We propose using R-Shief to sample Twitter activity during a popular political event, such as the Women’s March last month in Washington DC and around the country, or possibly an upcoming event, such as Donald Trump’s Supreme Court nominee process. With the help of pre-existing machine learning-based classification software, BotOrNot , we can make reasonably confident guesses as to whether a Tweet sent a specific Twitter handle is an automated account, one of the so called “twitter bots”; while the identification of twitterbots can be done almost as efficiently through sampling, we are also interested in more nuanced aspects of their behavior, creating a need to ‘fish’ for large number of twitterbots to perform further analysis on. With these automated techniques for twitterbot gathering, we hope to characterize twitterbot activity during political events and present our findings visually, using tools provided by the R-Shief software and others.
While the exact list of characterizations is still being developed, we have targeted a few questions which are both theoretically interesting and realistically observable based on the methods of data collection and analysis we have at our disposal.
Demographics: Do communities on different positions on the political spectrum have significantly different proportions of automated accounts? While it has been shown that the number of automated followers differs for certain political candidates, observing the ecosystems of automated accounts which exist for different political camps would yield insight into the social media activity of these ideological groups.
Thresholds: Is there a threshold of trending activity on a hashtag that triggers twitterbot activity? If so, what is that threshold? R-Shief conveniently segregates collected tweets by the time interval in which they were collected, leading us to wonder if there existed an identifiable threshold of authentic activity at which twitterbots begin to participate heavily? This threshold would be dependent on both the structure of the Twitter social network and specific twitterbot attributes. Additionally, can different thresholds be found for different events?

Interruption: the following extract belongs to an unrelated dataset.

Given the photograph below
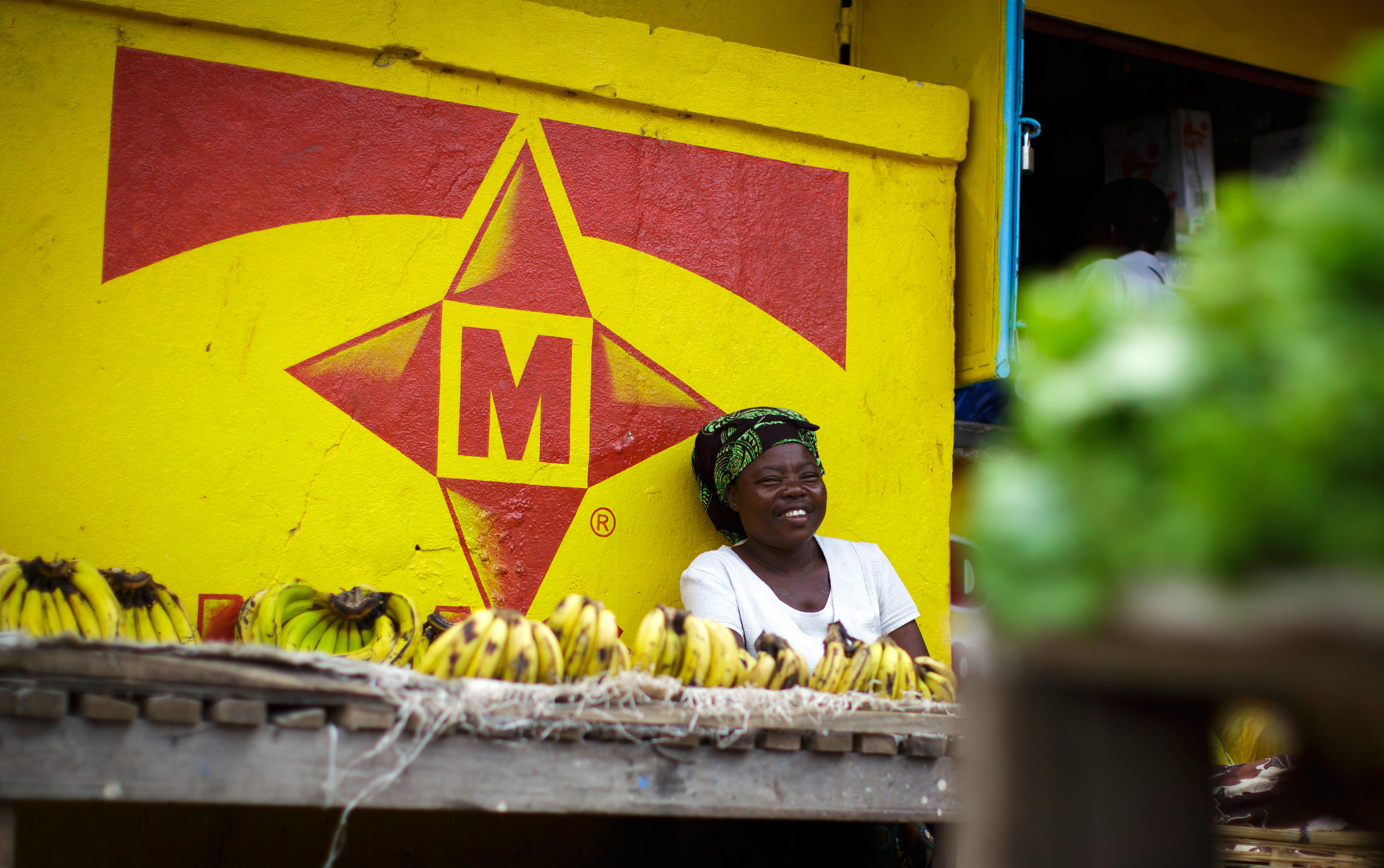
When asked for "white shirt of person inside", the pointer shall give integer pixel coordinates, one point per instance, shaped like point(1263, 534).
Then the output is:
point(1137, 280)
point(867, 598)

Impact: Is there any discernable goal of twitterbots on the social media conversation around the given topic (ie, dissemination of fake news, targeting of any specific people on twitter, promoting alternative analyses or politics to the majority of hashtag users, etc.). Although these accounts are widely assumed to be harmful to the user experience, little is known about the intentions of those who develop and deploy these accounts. While some accounts simply bolster the activity of those they follow (magnifying the perception of a public figure or idea), others hijack popular hashtags or intentionally spread misinformation.